Restrict function template for member functions only

Question

I am working in C++11 and have the following code that compiles. But the problem is that the function func in the below example can also be called with a std::function , lambda, pointer to a function etc.

Instead, I want that func should only be called by a pointer to a non-static member function of any class. That is, I want to restrict this function only member function pointers.

template <typename Callable, typename... Args> void func(Callable&& callable, Args&&... args)
{

}
struct Test
{
    int someMember(int x) 
    { 
        return x; 
    }
};
void g(int, int, int) 
{

}
int main()
{
    func(g, 1, 1, 1);     //this works currently but it should be rejected in the modified program
    func([](int){}, 42);  //this works currently but it should be rejected in the modified program 
    
    Test test;
    func(&Test::someMember, test, 1);// this works currently and should work in the modified version
}

As we can see in the above program, all of the calls to func works. But I want that only the call func(&Test::someMember, test, 1); should work and the other two calls should be rejected.

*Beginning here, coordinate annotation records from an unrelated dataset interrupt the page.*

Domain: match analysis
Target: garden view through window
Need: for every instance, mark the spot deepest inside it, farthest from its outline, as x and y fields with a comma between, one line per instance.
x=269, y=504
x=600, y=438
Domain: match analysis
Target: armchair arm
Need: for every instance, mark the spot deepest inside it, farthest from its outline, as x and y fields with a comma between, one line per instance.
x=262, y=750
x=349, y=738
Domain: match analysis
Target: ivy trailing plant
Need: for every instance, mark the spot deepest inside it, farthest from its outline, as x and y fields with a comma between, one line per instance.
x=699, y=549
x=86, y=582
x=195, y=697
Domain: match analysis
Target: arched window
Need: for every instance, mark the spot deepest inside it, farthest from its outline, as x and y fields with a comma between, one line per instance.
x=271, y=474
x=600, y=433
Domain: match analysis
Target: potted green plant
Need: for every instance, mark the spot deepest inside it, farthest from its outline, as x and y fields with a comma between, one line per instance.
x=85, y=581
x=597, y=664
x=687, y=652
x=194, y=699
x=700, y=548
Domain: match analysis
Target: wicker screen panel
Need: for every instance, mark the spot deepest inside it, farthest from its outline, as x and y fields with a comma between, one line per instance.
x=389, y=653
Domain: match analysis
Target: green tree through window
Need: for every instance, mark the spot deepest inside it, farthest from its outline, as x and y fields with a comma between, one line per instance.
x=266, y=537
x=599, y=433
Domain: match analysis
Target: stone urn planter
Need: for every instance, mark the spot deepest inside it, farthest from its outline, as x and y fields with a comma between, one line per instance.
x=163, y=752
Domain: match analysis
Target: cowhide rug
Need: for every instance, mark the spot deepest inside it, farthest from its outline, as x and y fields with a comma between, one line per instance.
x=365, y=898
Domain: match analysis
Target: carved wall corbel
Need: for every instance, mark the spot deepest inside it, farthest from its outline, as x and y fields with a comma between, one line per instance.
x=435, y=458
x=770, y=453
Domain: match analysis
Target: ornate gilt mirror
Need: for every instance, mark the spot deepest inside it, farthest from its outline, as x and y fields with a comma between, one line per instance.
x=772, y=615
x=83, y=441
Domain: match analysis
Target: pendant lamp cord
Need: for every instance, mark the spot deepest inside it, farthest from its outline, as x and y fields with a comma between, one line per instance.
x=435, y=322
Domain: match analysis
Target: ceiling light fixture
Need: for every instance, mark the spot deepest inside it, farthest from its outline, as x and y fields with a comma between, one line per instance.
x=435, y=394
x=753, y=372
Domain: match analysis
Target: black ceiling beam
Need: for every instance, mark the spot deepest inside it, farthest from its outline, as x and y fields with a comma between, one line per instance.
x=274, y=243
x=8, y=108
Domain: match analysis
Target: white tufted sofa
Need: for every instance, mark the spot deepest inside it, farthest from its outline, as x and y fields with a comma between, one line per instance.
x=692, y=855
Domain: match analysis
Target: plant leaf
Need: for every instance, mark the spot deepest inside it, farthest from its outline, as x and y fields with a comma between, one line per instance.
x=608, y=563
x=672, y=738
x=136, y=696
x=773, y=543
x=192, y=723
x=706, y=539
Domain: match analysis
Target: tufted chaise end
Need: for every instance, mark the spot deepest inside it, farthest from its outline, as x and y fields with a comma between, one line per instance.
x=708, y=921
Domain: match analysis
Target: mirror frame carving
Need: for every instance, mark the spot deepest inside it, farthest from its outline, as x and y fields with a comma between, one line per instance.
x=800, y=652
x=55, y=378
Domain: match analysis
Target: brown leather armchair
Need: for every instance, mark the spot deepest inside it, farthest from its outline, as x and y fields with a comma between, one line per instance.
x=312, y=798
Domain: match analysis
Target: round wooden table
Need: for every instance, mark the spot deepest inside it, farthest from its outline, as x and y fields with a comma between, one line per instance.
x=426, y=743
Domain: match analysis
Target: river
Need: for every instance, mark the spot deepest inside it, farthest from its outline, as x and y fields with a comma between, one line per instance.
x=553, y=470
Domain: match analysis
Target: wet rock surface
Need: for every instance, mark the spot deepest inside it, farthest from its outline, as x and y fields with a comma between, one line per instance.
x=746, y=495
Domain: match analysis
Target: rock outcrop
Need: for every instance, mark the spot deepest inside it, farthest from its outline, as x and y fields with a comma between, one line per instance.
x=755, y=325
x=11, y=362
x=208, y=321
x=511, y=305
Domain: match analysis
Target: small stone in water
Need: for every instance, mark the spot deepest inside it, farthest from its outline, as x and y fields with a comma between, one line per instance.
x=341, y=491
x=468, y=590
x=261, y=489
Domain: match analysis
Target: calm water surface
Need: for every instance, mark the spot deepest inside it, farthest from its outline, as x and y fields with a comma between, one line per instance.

So how can I achieve this. Maybe there is a way to use SFINAE or some other metaprogramming technique.

Answer 1

Maybe there is a way to use SFINAE or some other metaprogramming technique.

That would do it, since we have std::is_member_function_pointer .

template <typename Callable, typename... Args>
typename std::enable_if<std::is_member_function_pointer<Callable>::value, void>::type
func(Callable callable, Args&&... args)
{

}

If the predicate is false, enable_if produces no type, and our template has no return type, making the function non-viable.

The change to pass by value is because it makes to controlling condition simpler, and because we are only passing pointers to members (fairly cheap to copy).

Answer 2

I think static_assert (with std::is_member_function_pointer ) is the perfect tool for the situation. No need to change the signature of func , and the error message can be whatever you want, so it's clearer than, for example, a substitution failure.

To call callable , you may use std::mem_fn .

template <typename Callable, typename... Args>
void func(Callable callable, Args&&... args)
{
    static_assert(std::is_member_function_pointer<Callable>::value, "callable must be a member function");

    std::mem_fn(callable)(args...);
}

Demo

Answer 3

This can be done by setting up the template parameters in such a way that only pointers to member function are accepted(as shown below). In particular, we can have 4 template parameters corresponding to the class, member function parameters, object of that class and finally the arguments passed to that member function.

template<typename className, typename... Param,typename Ret, typename... Args>  
void func(Ret (className::*ptrFunc)(Param... param),className& Object, Args... args)
{
    (Object.*ptrFunc)(args...); //std::invoke(ptrFunc, Object, args...) in C++17
}
int main()
{
    Test test;
    func(&Test::someMember, test, 1);//only this form works now  
}

Working demo